Histopathological studies revealed that the three Pythium isolates invaded rice seedling roots using penetration hyphae. Once inside the root tissue, Pythium hyphae became irregularly inflated and grew mainly intracellular. Cell wall crossing occurred by means of constricted hyphae, which probably migrated through the plasmodesmata and hence, avoided visible cell wall damage. Consistent findings were presented for Pythium root infections in other monocots [5, 6, 9]. However, specialized appressoria-like structures instead of simple hyphae enabled rhizodermal penetration in these cases . After pathogen ingress, we found that the P. arrhenomanes, P. graminicola and P. inflatum isolates massively parasitized the inner rice root tissues by hyphal ramification, resulting in the complete filling of cortical and endodermal cells within 27 hpi. Comparably, dense hyphal networks were noted upon infection of Arabidopsis plantlets with P. irregulare.
In parallel with their varying virulence, we showed that the three Pythium isolates differed in the extent to which systemic tissues were colonized. The isolate of P. arrhenomanes quickly colonized the entire primary root, efficiently spreading from the primary infection site to other parts.

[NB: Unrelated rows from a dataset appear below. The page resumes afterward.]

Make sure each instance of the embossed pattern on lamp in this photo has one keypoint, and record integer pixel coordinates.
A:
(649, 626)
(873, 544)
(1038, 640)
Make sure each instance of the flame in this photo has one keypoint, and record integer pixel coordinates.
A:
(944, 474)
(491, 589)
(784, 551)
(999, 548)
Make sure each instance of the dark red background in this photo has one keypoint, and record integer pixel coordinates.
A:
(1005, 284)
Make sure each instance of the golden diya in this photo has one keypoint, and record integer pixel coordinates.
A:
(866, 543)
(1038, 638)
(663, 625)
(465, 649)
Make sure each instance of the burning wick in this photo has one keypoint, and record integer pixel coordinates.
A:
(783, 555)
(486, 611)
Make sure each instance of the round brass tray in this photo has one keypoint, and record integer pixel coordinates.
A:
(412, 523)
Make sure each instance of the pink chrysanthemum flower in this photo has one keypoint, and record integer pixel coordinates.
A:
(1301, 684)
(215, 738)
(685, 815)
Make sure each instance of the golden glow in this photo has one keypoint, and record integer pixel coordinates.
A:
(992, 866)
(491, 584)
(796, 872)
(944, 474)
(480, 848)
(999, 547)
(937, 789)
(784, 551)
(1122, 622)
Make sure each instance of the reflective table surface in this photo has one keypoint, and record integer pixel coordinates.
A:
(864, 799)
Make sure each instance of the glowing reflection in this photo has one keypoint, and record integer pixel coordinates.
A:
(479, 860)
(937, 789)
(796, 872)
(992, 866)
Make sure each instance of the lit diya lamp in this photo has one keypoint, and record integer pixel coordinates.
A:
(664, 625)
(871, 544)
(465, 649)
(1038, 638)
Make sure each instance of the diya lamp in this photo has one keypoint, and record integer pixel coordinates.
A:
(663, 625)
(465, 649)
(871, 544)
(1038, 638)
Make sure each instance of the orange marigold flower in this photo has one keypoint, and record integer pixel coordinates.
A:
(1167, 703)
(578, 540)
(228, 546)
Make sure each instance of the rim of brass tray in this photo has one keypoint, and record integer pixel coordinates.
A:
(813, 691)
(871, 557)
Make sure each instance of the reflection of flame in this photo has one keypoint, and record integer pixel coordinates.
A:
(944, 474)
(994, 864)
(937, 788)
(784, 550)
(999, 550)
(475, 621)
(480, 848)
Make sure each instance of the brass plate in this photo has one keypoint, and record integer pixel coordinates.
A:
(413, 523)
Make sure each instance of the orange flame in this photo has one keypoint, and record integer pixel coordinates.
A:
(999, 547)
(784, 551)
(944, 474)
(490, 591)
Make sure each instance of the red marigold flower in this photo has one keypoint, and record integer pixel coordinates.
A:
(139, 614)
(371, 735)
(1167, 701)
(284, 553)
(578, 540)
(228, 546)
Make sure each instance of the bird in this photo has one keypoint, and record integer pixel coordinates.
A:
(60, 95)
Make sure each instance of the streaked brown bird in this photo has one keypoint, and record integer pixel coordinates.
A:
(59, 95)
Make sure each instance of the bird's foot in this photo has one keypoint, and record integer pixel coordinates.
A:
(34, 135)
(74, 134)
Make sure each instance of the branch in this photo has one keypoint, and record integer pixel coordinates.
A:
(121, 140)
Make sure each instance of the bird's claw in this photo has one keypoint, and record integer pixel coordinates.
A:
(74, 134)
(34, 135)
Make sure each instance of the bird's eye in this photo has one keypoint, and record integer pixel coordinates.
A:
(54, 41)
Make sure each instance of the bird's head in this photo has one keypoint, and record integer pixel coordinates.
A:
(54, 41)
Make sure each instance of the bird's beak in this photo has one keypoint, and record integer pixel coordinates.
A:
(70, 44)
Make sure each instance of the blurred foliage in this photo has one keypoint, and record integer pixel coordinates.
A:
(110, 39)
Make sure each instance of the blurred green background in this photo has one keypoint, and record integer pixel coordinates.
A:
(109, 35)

Besides, hyphae abundantly invaded the xylem and accordingly, might have blocked the water transport to the shoot, partly explaining the severe wilting and frequent death of rice seedlings upon inoculation with this isolate. Such parasitic features are common for true vascular pathogens like Fusarium oxysporum and Verticillium spp., where hyphae invade the plant root stele before the endodermis is suberized . In case of Pythium infections, however, hyphal blocking of xylem has not often been reported. Extensive invasion of the vascular stele has only been described for P. irregulare on Arabidopsis , P. tracheiphilum on lettuce , P. sylvaticum and P. dissotocum on strawberry  and P. ultimum on cucumber . In the latter case, xylem vessels were also occluded by the production of plant defense-related tyloses that attempted to limit hyphal spread.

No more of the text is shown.